This video shows a quick proof of concept demo (made by our outstanding summer interns) illustrating that control algorithms and architectures that developed in simulation (post forthcoming) can be quickly transferred to a real robot. Here the robot drives to a person (known location), picks them up using coordinated control of two 7-DOF arms with fixed end paddles, and carries the person back to a known starting location.
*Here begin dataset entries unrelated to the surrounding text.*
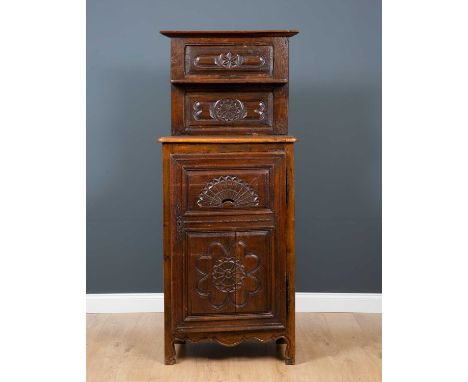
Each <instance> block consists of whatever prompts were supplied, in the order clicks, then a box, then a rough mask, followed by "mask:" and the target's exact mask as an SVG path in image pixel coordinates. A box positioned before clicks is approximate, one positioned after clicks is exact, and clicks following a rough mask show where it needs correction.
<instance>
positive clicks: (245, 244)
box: [185, 230, 277, 316]
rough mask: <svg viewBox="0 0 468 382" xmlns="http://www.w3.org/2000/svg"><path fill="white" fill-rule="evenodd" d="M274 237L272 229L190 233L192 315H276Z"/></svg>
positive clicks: (187, 243)
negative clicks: (272, 241) (272, 251)
mask: <svg viewBox="0 0 468 382" xmlns="http://www.w3.org/2000/svg"><path fill="white" fill-rule="evenodd" d="M272 238H273V235H272V233H271V231H269V230H258V231H247V232H187V233H186V241H187V245H186V248H187V250H186V254H185V257H186V263H187V267H186V273H187V274H186V279H187V285H186V295H187V300H188V309H187V313H188V316H212V315H218V316H219V315H220V314H235V313H253V314H260V313H271V312H272V307H273V306H274V302H273V298H274V296H273V295H272V294H271V291H272V290H273V287H274V285H272V284H274V282H275V281H274V279H275V274H277V272H275V270H274V266H273V260H274V256H273V253H272Z"/></svg>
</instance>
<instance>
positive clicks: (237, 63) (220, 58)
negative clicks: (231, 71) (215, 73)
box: [215, 52, 244, 69]
mask: <svg viewBox="0 0 468 382" xmlns="http://www.w3.org/2000/svg"><path fill="white" fill-rule="evenodd" d="M243 61H244V60H243V58H242V56H240V55H239V54H233V53H231V52H226V53H221V54H220V55H219V56H217V57H216V58H215V64H216V65H218V66H221V67H223V68H226V69H231V68H238V67H239V66H241V65H242V62H243Z"/></svg>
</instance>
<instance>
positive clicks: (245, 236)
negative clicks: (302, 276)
mask: <svg viewBox="0 0 468 382" xmlns="http://www.w3.org/2000/svg"><path fill="white" fill-rule="evenodd" d="M271 242H272V236H271V232H270V231H247V232H236V241H235V244H234V248H233V251H234V252H235V256H236V259H237V261H238V262H239V264H241V265H242V272H240V273H238V274H237V277H238V282H237V283H236V313H266V312H269V311H272V308H273V307H272V302H273V299H272V298H270V296H271V290H272V283H274V282H275V277H274V274H275V272H274V271H273V267H272V264H271V261H272V258H273V253H272V243H271ZM273 289H274V288H273Z"/></svg>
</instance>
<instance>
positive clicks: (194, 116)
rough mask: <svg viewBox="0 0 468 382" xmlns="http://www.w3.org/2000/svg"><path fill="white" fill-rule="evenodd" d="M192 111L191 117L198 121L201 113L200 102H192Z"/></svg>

This video shows off a modular arm, that is designed to operate from 1 to 7 degrees of freedom. This video shows the 7 joints (4 rolls and 3 pitch joints) going from sitting on a table to a fully powered and operational arm in under 2 minutes. This uses our Universal Mating Adapter technology, so that all power and communications are handled inside each joint. The UMA allows hotswappable joints. Each joint also stores it’s configuration and calibration data. At around time 1:54, you can hear the brakes of the arm disengage. The brakes default to on with no power and their last known state is reinitialized when the brakes are released.
This video also shows joint control as well as coordinated Cartesian control as the arm descends to attach to an end effector (a drill bit). The wrist roll joint is equipped with an automated attach/detach mechanism so that different end effectors and manipulators can be used in complex scenarios.
This arm was produced under a NASA Phase II SBIR.
TRACLabs was fortunate to have three excellent summer interns this year. These interns improved the capabilities of our mobile manipulation system and also built a high-fidelity Gazebo simulation of the mobile manipulator. Pictured below, left to right, are Ben Conrad from the University of Wisconsin-Madison, Nicolae Stiurca from the University of Texas-Austin, and Jonathan Realmuto from the University of Nevada-Las Vegas. Ben will return to the University of Wisconsin for graduate school. Nicolai will start graduate studies at the University of Pennsylvania in the fall while Jonathan will start graduate studies at the University of Washington in the fall.